Item X has Quantity = 1.

  1. User A adds to cart. System checks inventory: 1. OK.
  2. User B adds to cart. System checks inventory: 1. OK.
  3. User A checks out. UPDATE items SET qty = 0 WHERE id = X.
  4. User B checks out. UPDATE items SET qty = 0 WHERE id = X.
  5. Result: 2 Items Sold. 1 in stock. Overselling.

[!NOTE] War Story: The $10,000 Flash Sale Oversell A popular sneaker company once ran a flash sale without proper isolation levels. They used Read Committed, and allowed 500 users to concurrently read an inventory count of 1 for a rare shoe. All 500 users proceeded to checkout, their transactions committed successfully, and the database recorded -499 in stock. The company lost over $10,000 in refunds and apology credits. The fix? Using SELECT ... FOR UPDATE to lock the inventory row, forcing subsequent reads to wait until the inventory was updated and correctly reflected 0.

The Solution: Isolation Levels vs Locking

Approach A: Pessimistic Locking (SELECT FOR UPDATE)

Lock the row when reading.

BEGIN;
SELECT * FROM items WHERE id = 'X' FOR UPDATE;
-- User B blocks here until User A commits.
UPDATE items SET qty = 0 WHERE id = 'X';
COMMIT;
  • Pros: 100% Safe.
  • Cons: Slow. Kills concurrency.

Approach B: Optimistic Locking (Versioning)

Add a version column.

-- User A reads: Qty=1, Ver=5
-- User B reads: Qty=1, Ver=5

-- User A updates:
UPDATE items SET qty=0, ver=6 WHERE id='X' AND ver=5;
-- Success (1 row updated).

-- User B updates:
UPDATE items SET qty=0, ver=6 WHERE id='X' AND ver=5;
-- FAIL (0 rows updated) because version is now 6!
  • Pros: Fast.
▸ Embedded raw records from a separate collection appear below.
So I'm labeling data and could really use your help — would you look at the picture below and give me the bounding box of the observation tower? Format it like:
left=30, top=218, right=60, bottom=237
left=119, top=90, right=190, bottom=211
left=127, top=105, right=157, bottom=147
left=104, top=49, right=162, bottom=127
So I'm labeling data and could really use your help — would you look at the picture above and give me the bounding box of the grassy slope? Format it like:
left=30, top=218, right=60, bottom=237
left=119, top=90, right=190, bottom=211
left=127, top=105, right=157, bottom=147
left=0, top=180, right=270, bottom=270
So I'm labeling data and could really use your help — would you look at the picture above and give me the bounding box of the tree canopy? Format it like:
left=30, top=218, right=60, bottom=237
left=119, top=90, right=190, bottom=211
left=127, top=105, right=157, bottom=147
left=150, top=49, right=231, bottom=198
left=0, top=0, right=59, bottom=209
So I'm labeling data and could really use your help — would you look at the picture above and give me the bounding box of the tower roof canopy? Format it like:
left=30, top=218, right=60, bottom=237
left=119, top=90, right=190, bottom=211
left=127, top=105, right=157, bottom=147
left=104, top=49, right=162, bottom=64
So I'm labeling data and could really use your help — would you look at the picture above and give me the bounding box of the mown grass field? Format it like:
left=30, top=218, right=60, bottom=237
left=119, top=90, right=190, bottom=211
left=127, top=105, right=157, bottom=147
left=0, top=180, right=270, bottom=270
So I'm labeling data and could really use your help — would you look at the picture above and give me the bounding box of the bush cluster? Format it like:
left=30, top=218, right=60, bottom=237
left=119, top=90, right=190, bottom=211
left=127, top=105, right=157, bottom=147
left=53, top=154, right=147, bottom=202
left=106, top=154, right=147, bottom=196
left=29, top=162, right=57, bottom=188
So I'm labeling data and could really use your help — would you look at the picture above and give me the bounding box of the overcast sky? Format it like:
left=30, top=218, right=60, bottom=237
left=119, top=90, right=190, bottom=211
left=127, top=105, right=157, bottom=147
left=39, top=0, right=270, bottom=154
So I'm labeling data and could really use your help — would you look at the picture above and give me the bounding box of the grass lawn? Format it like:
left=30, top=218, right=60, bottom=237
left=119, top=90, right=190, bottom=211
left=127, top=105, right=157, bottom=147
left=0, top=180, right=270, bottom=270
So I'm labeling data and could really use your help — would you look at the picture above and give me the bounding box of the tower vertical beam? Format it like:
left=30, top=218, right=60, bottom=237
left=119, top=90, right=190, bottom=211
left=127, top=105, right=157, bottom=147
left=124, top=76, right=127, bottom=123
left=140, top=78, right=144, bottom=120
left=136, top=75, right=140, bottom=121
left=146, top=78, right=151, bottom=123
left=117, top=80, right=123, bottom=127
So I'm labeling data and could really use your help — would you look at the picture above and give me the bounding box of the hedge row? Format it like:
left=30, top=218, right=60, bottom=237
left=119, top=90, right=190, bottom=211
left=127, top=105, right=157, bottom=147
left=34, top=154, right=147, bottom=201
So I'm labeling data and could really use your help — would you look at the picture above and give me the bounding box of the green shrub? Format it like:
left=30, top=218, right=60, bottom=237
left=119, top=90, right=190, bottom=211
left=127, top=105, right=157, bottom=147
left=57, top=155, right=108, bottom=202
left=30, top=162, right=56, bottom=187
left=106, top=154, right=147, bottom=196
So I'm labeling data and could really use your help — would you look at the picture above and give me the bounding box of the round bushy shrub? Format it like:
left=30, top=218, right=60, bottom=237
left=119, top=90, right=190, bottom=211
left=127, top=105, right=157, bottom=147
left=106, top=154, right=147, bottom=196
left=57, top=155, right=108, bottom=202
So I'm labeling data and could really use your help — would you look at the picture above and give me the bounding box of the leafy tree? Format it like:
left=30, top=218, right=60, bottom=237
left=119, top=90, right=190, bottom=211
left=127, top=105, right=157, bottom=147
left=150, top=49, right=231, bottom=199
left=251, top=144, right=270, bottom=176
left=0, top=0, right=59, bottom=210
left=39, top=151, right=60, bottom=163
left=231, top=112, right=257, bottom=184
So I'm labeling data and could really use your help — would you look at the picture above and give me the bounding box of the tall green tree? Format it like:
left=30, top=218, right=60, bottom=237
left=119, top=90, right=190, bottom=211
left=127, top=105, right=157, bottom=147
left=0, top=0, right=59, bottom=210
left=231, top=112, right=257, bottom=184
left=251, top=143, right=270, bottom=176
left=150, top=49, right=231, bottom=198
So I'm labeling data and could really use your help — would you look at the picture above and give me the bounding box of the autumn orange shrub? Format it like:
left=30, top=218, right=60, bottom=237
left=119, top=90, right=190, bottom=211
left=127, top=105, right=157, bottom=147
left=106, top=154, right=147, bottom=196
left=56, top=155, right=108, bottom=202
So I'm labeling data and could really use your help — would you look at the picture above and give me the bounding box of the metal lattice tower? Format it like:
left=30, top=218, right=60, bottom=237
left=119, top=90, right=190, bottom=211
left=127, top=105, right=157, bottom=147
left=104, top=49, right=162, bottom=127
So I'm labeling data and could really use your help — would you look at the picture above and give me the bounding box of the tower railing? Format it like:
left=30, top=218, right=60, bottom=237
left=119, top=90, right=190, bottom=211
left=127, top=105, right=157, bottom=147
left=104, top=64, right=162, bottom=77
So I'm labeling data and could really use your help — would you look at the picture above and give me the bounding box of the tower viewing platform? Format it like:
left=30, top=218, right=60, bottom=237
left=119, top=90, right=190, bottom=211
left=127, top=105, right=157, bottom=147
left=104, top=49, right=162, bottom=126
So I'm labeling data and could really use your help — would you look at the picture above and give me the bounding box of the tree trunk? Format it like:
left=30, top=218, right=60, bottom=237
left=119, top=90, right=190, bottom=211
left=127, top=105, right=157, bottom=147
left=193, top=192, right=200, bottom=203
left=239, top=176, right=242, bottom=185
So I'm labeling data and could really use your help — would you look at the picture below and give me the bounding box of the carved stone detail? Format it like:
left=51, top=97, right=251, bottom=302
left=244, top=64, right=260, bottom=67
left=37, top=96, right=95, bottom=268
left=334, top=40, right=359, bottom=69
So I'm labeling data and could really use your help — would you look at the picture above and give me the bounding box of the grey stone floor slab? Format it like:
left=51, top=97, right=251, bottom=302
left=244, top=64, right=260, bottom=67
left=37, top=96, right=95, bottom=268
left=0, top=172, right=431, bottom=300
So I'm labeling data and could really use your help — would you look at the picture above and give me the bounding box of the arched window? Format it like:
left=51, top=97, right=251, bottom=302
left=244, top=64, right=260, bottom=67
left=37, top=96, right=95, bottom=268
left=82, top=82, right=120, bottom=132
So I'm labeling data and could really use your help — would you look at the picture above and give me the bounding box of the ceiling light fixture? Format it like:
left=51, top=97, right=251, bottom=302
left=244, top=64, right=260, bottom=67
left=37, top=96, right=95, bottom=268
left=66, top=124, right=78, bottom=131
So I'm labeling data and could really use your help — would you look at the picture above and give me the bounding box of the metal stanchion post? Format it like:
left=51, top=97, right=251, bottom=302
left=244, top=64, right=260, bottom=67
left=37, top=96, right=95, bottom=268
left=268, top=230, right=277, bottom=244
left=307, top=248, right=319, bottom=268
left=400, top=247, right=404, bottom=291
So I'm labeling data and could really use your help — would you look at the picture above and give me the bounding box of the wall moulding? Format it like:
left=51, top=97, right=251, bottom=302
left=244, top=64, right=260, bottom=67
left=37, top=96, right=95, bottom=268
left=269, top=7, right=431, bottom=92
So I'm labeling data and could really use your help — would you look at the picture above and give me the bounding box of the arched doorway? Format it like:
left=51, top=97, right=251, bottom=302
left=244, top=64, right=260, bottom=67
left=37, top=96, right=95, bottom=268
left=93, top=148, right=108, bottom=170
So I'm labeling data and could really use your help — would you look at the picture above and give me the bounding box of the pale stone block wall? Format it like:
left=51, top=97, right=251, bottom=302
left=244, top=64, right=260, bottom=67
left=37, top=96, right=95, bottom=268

No locks.
  • Cons: User B gets an error (“Sorry, item sold out”).

6. Summary

  • Write Skew: A dangerous bug in Repeatable Read/Snapshot Isolation where concurrent checks pass but the final state is invalid.

6.1 The Deadlock Trap

When using strict isolation (like Serializable), you will eventually hit a Deadlock.

  • The Scenario: Txn A locks Row 1 and waits for Row 2. Txn B locks Row 2 and waits for Row 1.
  • The Hardware Conflict: Both CPU threads are at a standstill.
  • The Resolution: The database engine runs a background process to detect cycles in the Wait-For Graph. It “kills” the younger transaction (Rollback) to let the older one finish. Your application must be designed to retry!

Mnemonic for anomalies: “Dirty Phantoms Write Skewed Reality” — Dirty Read (prevented by Read Committed), Phantom Read (prevented by Serializable), Write Skew (prevented by SSI). Most production apps run at Read Committed. Serializable is for financial systems.

Staff Engineer Tip: Default to Read Committed, Use SELECT FOR UPDATE Surgically. Using Serializable everywhere has significant overhead and causes retry storms under contention. The correct approach: use Read Committed (PostgreSQL default) for 99% of operations, and upgrade specific critical sections to SELECT ... FOR UPDATE (pessimistic locking) or Optimistic Locking (version column) only where Write Skew is a real risk. Document every FOR UPDATE with a comment explaining the anomaly it prevents.